少年の暮景

murasameqtaro2010-07-29

そろそろ甲子園大会が始まる。

甥が県内の強豪私立から勧誘され、この夏の茨城県大会で一年生ながら、背番号を貰った。
向こうの祖母が心を込めて背番号を背中に縫った。
しかし優勝候補の一角でありながら早々と姿を消した。彼は試合には出ていない。
背番号をベンチ裏から追っていた。
雷が怖い、そう抱きついていた彼も大きくなったものだと涙腺が緩んだ。
思えば小四の時少年野球チームに入部、連れて行ったのは自分であり今頃の時期だった。


自分自身小学校時代は野球漬けだった。あの頃地元の小学校には少年野球チームなどなく、指導者もいない。夏休みは勿論しめし合わせて試合をしたり、例え大会など出られなくとも、勝つ喜びがなくとも球を追う事が本当に楽しかった。


夏のグローブ。
初めて買ってもらったのはやはり小四の頃だった。
それまで学校のものを使っていて、それは嬉しかった。
しかしあの頃二十歳頃の大人だろうか、よく思い出せないが、その人たちのグローブに混じってしまい、手元から消えた。
自分達が野球で遊んでいた時、その青年チームが同じグラウンドで練習をしていたのだ。

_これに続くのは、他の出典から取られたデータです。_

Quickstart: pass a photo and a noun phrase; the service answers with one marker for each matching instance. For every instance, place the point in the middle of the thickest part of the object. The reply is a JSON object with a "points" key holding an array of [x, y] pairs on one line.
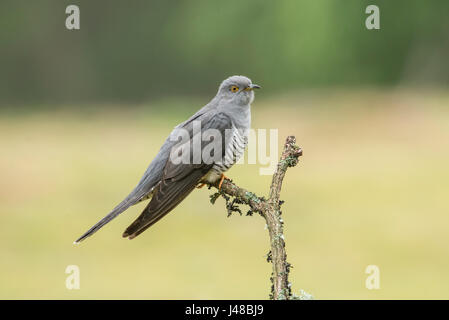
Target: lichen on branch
{"points": [[270, 210]]}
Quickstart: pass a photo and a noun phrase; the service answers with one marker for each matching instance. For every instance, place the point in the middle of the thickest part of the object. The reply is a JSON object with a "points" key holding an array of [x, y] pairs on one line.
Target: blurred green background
{"points": [[83, 112]]}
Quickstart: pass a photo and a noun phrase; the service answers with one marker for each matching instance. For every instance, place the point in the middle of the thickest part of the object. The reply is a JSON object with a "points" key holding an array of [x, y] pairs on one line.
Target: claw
{"points": [[221, 180]]}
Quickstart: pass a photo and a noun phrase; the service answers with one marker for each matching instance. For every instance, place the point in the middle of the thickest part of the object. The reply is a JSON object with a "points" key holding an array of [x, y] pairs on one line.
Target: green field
{"points": [[371, 189]]}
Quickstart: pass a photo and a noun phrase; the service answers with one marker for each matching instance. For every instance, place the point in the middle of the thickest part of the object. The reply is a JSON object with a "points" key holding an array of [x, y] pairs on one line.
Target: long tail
{"points": [[114, 213]]}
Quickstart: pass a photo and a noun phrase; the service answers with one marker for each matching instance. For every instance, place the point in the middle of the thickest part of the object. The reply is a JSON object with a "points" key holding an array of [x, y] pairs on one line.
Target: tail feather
{"points": [[114, 213]]}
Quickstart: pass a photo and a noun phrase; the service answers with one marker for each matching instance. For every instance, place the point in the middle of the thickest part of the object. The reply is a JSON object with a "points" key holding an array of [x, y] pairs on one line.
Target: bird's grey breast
{"points": [[236, 138]]}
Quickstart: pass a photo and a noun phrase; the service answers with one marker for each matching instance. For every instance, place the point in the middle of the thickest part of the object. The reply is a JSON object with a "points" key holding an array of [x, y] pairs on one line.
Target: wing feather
{"points": [[178, 180]]}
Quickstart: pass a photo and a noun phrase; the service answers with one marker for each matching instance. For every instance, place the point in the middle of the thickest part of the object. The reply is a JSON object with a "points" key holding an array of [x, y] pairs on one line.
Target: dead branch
{"points": [[270, 210]]}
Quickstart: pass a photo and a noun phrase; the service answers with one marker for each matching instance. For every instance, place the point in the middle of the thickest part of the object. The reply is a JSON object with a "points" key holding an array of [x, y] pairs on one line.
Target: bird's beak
{"points": [[252, 87]]}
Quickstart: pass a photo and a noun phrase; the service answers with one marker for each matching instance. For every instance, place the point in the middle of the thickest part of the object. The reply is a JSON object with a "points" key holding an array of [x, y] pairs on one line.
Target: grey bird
{"points": [[167, 182]]}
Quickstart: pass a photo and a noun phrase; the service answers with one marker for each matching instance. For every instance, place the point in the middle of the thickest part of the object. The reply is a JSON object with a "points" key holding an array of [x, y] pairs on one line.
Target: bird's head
{"points": [[238, 90]]}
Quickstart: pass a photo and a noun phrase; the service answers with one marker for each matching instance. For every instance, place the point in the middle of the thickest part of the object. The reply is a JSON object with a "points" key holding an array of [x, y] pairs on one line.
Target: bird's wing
{"points": [[179, 180], [150, 178]]}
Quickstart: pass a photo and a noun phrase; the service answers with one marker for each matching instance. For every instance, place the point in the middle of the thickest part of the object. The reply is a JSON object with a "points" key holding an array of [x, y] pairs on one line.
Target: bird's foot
{"points": [[221, 180]]}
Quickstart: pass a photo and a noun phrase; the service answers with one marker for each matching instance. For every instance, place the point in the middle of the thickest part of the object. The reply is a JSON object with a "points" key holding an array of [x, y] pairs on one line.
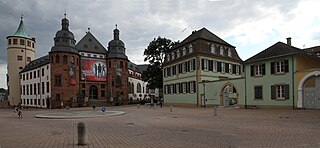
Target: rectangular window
{"points": [[258, 92], [102, 93], [42, 87], [27, 89], [205, 64], [47, 87], [35, 88], [15, 41], [22, 42], [19, 58], [38, 88], [29, 44], [31, 89], [57, 81], [24, 90], [184, 87]]}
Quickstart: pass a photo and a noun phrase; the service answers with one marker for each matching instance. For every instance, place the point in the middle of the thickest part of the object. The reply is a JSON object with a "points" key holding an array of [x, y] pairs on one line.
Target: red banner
{"points": [[93, 69]]}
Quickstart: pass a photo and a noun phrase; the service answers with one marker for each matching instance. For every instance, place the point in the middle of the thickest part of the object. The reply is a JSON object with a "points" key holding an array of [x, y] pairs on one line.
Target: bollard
{"points": [[82, 135], [215, 111]]}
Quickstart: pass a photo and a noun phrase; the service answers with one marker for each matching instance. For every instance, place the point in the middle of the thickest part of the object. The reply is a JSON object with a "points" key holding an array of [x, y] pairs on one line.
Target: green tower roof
{"points": [[21, 31]]}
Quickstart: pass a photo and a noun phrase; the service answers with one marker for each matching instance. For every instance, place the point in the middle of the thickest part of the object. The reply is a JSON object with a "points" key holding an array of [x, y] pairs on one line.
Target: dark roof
{"points": [[90, 44], [143, 67], [279, 49], [204, 34], [37, 63], [314, 49]]}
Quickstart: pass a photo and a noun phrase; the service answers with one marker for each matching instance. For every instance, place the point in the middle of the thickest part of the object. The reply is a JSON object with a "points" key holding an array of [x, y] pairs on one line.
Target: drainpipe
{"points": [[293, 84]]}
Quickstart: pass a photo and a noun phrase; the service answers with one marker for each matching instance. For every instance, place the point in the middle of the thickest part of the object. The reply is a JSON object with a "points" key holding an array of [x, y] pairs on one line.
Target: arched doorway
{"points": [[311, 93], [93, 92], [229, 95]]}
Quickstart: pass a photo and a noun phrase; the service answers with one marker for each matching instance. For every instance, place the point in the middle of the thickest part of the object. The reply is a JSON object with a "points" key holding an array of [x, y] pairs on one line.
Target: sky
{"points": [[249, 25]]}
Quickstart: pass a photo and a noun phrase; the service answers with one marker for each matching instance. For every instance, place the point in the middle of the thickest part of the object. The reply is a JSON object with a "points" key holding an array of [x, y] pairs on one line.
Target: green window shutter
{"points": [[194, 64], [210, 65], [272, 67], [286, 66], [263, 67], [195, 90], [252, 70], [273, 92], [202, 64], [286, 92]]}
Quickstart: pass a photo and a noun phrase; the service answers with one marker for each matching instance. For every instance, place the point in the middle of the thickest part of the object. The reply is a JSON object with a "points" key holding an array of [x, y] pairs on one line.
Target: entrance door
{"points": [[93, 92]]}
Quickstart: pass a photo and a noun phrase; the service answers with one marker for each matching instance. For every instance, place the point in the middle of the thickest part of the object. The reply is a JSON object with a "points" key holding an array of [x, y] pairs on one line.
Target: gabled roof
{"points": [[204, 34], [90, 44], [279, 49], [37, 63]]}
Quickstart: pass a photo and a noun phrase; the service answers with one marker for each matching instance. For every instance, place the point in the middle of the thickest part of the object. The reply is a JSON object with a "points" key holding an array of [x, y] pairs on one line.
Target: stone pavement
{"points": [[184, 127]]}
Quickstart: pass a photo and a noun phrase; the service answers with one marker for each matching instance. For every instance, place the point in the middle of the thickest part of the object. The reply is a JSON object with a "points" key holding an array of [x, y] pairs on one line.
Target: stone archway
{"points": [[309, 91], [93, 92], [229, 95]]}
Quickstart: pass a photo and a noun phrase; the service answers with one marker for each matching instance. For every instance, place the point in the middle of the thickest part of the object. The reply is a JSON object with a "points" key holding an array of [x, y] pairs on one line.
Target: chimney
{"points": [[289, 41]]}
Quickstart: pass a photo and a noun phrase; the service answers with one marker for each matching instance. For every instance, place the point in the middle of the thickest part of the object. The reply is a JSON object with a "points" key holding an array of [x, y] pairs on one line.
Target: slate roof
{"points": [[204, 34], [279, 49], [90, 44], [314, 49], [37, 63]]}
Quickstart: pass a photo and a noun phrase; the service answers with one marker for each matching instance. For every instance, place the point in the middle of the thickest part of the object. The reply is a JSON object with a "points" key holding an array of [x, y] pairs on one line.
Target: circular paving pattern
{"points": [[79, 114]]}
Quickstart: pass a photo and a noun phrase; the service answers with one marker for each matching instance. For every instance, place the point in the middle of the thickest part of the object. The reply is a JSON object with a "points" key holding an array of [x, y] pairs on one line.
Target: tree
{"points": [[155, 54]]}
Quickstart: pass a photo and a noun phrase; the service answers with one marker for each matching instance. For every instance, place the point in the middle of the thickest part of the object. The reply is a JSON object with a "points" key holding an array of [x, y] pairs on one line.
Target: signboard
{"points": [[93, 69]]}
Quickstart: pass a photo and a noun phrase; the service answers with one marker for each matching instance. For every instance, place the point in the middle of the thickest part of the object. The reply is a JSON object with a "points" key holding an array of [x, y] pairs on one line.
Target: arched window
{"points": [[138, 88], [132, 88], [121, 64], [57, 59], [129, 88], [65, 59]]}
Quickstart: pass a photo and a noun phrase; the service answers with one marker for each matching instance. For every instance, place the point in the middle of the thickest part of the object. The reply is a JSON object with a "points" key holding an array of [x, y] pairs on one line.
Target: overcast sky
{"points": [[249, 25]]}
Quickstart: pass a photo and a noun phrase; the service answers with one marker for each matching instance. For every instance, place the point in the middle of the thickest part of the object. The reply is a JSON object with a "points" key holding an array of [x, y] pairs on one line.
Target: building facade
{"points": [[20, 51], [71, 74], [200, 57]]}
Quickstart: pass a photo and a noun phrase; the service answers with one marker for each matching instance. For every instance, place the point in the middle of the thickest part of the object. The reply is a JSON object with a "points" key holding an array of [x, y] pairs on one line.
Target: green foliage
{"points": [[155, 54]]}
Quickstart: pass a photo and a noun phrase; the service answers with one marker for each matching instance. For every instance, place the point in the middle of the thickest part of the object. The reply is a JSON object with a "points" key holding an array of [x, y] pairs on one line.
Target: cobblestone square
{"points": [[148, 127]]}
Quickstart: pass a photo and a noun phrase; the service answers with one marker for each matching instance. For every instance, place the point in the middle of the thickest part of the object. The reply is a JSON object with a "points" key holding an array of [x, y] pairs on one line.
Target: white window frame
{"points": [[205, 64], [190, 48], [258, 70], [221, 50], [184, 87], [214, 66], [212, 48], [223, 67], [280, 67], [184, 51], [280, 92], [229, 52]]}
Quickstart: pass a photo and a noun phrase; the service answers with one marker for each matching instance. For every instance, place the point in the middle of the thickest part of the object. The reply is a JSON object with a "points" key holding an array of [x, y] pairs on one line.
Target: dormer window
{"points": [[190, 48], [229, 52], [221, 50], [178, 53], [212, 48], [183, 51], [172, 55]]}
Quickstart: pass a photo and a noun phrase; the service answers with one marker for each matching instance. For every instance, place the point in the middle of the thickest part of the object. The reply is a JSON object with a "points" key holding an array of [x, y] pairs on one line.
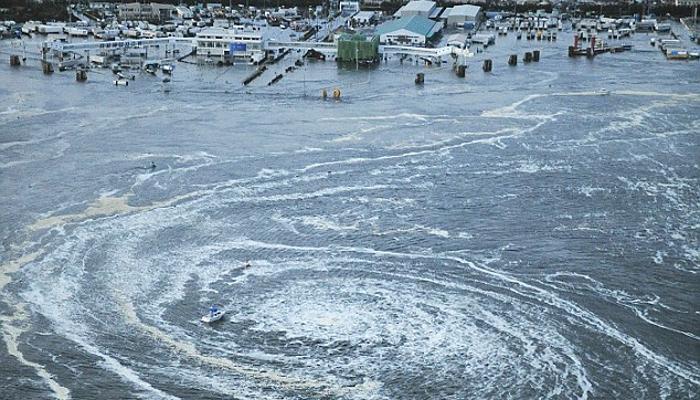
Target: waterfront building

貸したのかどうかは定かではないが、父親に顔向けが出来ず、何日もなくした事を隠していた。
そのうちにばれて、父親を始め地元の人達が、返却を要請する。小六の時だった。
けれども不良が主将をやっていたようでとうとうその大切なグローブは手元に戻らなかった。その日を堺に中学で野球をする事は辞めた・・・


血は引き弟は中学で主将となる。
身長は自分の方が高いが足が速く市内大会で1位になる程だった。
こっちが投手向きの体なら彼は内野手向きでショートストップ
その彼子が甥でありやはり内野手である。
グローブを無くした哀しみ・・・少年の心には大きな出来事でありはしたが、それを踏み越え、野球を求めれば今の自分は多分違った人生を送っていただろう。


挫折あるたびに落ちる。向上心がない。
高校では体操をやったが少し大柄すぎて向かなかった。
バネだけはあり例えば前方宙返りなど一番高く飛んだが、それでも小回りが効かず辞めた。知らずのうちに学校に行かなくなり、不良の道を歩む。
高校は卒業が一日遅れ、大学は金を払って追試を受けかろうじて卒業する事になる。この傾向が社会人になっても暫く続く事になる。


道はひとつだけ追えばいい。
小四から今まで野球に道を求める甥っ子。
野球、体操、空手と様様なスポーツに手を出し、まともな結果が出せなかった自分。会計が専門であるにも関わらず、絵画、小説など関係ない方面を勉強する自分。幅広い知識は得たが、広く浅くであり、所謂プロではない。働く事イコールプロ。その道のプロである。
会計でお金を貰っていながら、その道を深く追求しようとしない。
多分このままの状況でだましだまし、社会人の道を終える事になるかも知れない。


夏の高校野球が始まる。
球児達の奮闘を見つめながら、自らの欠点を再度見直し、なんらかの変化を起こしたい。そうは充分思っている。